Ayres sedette, si sforzò di schiarirsi la vista. Le droghe facevano apparire tutto distante. — Dovrebbe essere fiero di sé.

— Mazian… ci sarà.

— Con me non si confidano. Ma mi pare logico che Mazian ci debba essere… La nostra conversazione viene registrata?

— Non ne ho idea. E anche se fosse? Il fatto è, signor Ayres, che non potrete conservare Pell all’Anonima, non potrete proteggerla. Avete avuto la vostra occasione, e ormai è passata. E Pell non vuole Mazian. Meglio l’ordine della Confederazione, piuttosto che Mazian.

— Questo lo dica ai miei compagni.

— Pell — continuò Jacoby, chinandosi verso di lui — merita più di quanto possa darle l’Anonima. Più di quanto le darà Mazian, questo è certo. Io sono per il nostro interesse, signor Ayres, e facciamo quel che dobbiamo fare.

— Avreste potuto trattare con noi.

— Lo abbiamo fatto… per secoli.

Ayres si morse le labbra, rifiutando di lasciarsi coinvolgere in quella discussione. Le droghe che aveva dovuto prendere per il balzo gli offuscavano la mente. Aveva già parlato, e aveva deciso che non ne valeva la pena. Volevano qualcosa da lui, altrimenti non lo avrebbero fatto uscire dall’isolamento, non lo avrebbero lasciato salire a quel livello della nave. Si passò una mano sulla fronte e cercò di scuotersi dallo stordimento, finché era ancora in tempo.

— Noi siamo pronti a intervenire — continuò Jacoby. — Lo sa.

Jacoby stava cercando di spaventarlo. Il terrore lo aveva prostrato, durante l’ultima manovra. Aveva sopportato per due volte il balzo, ormai, con la sensazione che le sue viscere si rivoltassero come un guanto. Rifiutava di pensare a una terza eventualità.

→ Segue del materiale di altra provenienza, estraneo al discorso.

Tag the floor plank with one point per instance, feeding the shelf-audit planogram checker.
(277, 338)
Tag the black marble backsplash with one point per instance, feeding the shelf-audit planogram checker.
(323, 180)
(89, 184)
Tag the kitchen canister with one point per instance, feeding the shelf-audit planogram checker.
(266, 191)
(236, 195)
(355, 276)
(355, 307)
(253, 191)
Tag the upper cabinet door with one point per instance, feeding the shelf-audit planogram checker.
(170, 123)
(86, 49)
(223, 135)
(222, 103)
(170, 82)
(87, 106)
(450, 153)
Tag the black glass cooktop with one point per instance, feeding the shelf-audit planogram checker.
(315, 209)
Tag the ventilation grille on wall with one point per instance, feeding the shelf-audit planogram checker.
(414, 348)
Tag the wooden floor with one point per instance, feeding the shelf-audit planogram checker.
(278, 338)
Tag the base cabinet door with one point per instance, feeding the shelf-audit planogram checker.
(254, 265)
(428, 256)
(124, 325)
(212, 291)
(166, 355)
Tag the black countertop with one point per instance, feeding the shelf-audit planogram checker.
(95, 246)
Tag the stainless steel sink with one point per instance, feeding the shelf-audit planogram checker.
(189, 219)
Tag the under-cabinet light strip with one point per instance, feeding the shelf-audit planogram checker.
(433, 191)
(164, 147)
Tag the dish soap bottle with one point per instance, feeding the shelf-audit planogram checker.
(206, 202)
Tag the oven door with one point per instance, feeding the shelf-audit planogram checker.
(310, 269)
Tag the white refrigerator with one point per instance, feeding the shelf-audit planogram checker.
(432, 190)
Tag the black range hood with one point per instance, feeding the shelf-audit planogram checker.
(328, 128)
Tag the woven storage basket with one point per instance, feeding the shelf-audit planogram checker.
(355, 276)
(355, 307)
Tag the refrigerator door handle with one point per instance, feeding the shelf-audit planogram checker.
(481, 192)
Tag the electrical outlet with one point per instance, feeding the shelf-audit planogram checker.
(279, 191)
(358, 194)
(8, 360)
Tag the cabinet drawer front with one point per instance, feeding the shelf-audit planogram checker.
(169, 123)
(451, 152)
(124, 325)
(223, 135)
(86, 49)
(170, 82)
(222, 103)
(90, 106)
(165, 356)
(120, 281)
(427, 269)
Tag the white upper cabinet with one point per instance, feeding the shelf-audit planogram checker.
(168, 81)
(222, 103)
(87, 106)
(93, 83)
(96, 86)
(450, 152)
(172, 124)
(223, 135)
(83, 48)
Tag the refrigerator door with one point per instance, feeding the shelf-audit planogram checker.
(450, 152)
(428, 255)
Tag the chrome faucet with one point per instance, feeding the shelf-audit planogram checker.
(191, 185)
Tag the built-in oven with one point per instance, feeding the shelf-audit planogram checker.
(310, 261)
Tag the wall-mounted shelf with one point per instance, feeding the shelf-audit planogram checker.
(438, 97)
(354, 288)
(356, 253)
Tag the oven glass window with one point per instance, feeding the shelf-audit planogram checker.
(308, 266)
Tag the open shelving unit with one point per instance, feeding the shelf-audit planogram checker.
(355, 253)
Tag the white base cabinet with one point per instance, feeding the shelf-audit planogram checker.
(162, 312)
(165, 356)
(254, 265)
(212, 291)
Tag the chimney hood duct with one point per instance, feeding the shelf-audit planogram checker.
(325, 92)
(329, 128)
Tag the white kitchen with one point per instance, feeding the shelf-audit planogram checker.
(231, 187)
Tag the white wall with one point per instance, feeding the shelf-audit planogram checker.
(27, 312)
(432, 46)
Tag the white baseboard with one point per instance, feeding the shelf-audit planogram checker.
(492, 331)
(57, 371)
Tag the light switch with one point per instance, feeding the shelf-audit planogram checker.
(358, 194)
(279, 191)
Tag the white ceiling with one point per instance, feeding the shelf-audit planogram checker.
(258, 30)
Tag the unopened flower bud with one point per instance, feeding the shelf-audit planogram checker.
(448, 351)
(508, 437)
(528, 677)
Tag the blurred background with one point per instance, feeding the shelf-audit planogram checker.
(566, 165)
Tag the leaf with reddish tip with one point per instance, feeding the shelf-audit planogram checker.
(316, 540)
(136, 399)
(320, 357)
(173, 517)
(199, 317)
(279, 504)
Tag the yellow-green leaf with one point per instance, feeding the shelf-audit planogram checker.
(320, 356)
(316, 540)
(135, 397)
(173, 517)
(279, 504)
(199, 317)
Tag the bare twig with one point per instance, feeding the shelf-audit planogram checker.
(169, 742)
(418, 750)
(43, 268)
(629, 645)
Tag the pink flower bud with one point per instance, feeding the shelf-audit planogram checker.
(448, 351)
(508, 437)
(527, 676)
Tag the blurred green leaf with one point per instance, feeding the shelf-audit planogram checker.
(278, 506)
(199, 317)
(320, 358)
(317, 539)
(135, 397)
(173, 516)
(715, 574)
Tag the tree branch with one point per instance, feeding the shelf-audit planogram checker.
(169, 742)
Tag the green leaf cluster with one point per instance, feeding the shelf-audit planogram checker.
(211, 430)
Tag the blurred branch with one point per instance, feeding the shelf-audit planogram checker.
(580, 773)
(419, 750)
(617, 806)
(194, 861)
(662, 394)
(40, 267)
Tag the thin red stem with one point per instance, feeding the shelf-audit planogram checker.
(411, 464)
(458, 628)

— Credo che parleranno con lei — disse Jacoby. — A proposito di un messaggio di Pell, l’annuncio che la Terra ha firmato un trattato; che la Terra sostiene il diritto all’autodeterminazione dei cittadini di Pell. Qualcosa del genere.

Ayres fissò Jacoby, e per la prima volta si chiese chi avesse torto e chi invece ragione. Jacoby era di Pell. Quali che fossero gli interessi della Terra, non li avrebbe serviti osteggiando un uomo che, nonostante i suoi desideri, poteva finire per occupare un posto elevato nel governo di Pell.